Decisions on Major Infrastructure Projects
Making Decisions on Major Infrastructure Projects
The Planning Act 2008 and Localism Act 2011 have introduced a new procedure for making decisions on Nationally Significant Infrastructure Projects. The main features are:
- applications for NSIPs will be examined by the Planning Inspectorate. The Inspectorate will then make recommendations to the relevant Minister (for example for Secretary of State for Transport for an application for a new airport), who will make the final decision on whether the project should go ahead or not;
- the Planning Inspectorate examines applications in line with procedures which emphasise the use of written representations, and seek to minimise the need for issues to be examined through cross-examination at public inquiries; and
- applications for NSIPs will be for a 'development consent order', which will combine a grant of planning permission with a range of other separate consents, such as listed building consent.

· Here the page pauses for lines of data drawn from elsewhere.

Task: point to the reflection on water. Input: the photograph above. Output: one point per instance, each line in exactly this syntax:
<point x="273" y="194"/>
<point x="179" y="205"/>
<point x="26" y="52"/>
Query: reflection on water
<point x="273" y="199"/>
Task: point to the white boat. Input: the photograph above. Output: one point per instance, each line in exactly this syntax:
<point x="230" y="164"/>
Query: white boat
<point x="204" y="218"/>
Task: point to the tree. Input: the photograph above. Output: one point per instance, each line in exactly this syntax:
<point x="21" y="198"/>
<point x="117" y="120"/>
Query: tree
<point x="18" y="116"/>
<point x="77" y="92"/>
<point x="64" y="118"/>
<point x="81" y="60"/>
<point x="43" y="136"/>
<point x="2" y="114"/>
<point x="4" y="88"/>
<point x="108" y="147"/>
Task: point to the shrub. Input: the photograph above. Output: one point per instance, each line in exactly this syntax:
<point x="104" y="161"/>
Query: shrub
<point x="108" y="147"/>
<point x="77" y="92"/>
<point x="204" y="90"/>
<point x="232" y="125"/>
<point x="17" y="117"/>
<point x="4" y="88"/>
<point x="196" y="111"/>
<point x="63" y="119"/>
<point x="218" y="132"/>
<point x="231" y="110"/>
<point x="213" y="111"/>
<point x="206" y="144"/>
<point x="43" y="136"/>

The Infrastructure Planning Commission (IPC)
The Planning Act 2008 introduced the Infrastructure Planning Commission (IPC), a body which would examine and make decisions on applications for NSIPs. The IPC was abolished by the Localism Act 2011, in response to concerns that it was not a democratic way of making development decisions. As explained above, applications are now examined by the Planning Inspectorate, and final decisions taken by the relevant Minister.